Non lo ho capito fino in fondo, è vero che di Medicina se ne parlava da anni e non si è mai concretizzato nulla, ma non ho capito come mai la Giunta prima di sentire l'Ateneo di Trento sia andata a cercare fuori. Se è solo perché mancano medici fare una succursale della Scuola di medicina di Padova non mi sembra la risposta. Al di là delle logiche individuali di un ateneo rispetto all'altro vanno viste la fattibilità, la sostenibilità, il costo e la ricaduta sul nostro territorio.

L'apertura della nuova Facoltà potrebbe essere utile a risolvere alcune delle problematiche legate alla sanità sul nostro territorio?

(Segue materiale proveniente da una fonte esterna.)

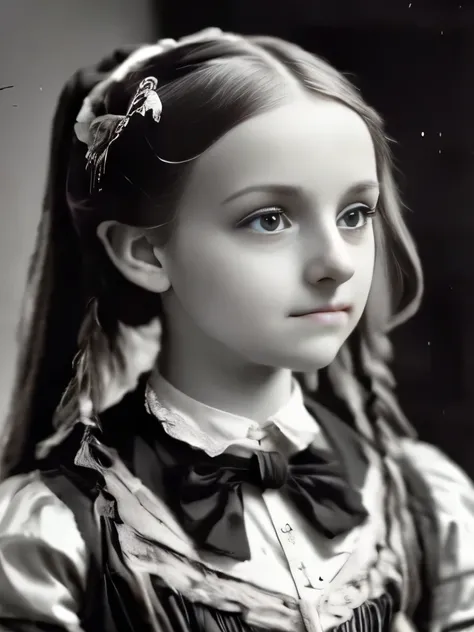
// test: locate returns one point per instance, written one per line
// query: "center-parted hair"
(76, 299)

Secondo me per i trentini oggi non è così percepito il problema della carenza complessiva dei medici. Il territorio oggi patisce un'organizzazione dei medici di medicina generale che pur rispondendo ai bisogni lascia scoperti gli orari notturni ed i fine settimana, e la guardia medica tra turnover troppo elevato e medici ancora in fase formazione non offre risposte adeguate al cittadino. Gli ospedali invece subiscono n maniera forte la carenza di figure specializzate.

In che direzione sta andando la sanità trentina?

Io posso parlare rispetto al campo delle cure palliative domiciliari, di cui mi sono sempre occupato, che pur essendo un fiore all'occhiello dell'Azienda sono ferme negli orari notturni e nei fine settimana. Gli investimenti in progetti dispendiosi come la protonterapia, il corso di laurea o i costi gravosi del mantenimento del punto nascita di Cavalese, tolgono risorse e non permettono di rispondere pienamente ai bisogni del cittadino, nel modo previsto dalla legge. È un discorso di scelte e di orientamento, manca anche una sensibilità del cittadino nel chiedere determinati servizi alle istituzioni, che a loro volta non sembrano così interessate a confrontarsi neppure con gli organismi consultivi di cui dispongono. Basti pensare che da quando c'è la nuova Giunta non è mai stato convocato né il Consiglio sanitario provinciale né il Coordinamento provinciale cure palliative, istituito 3 anni fa per dare un indirizzo a tutta la rete.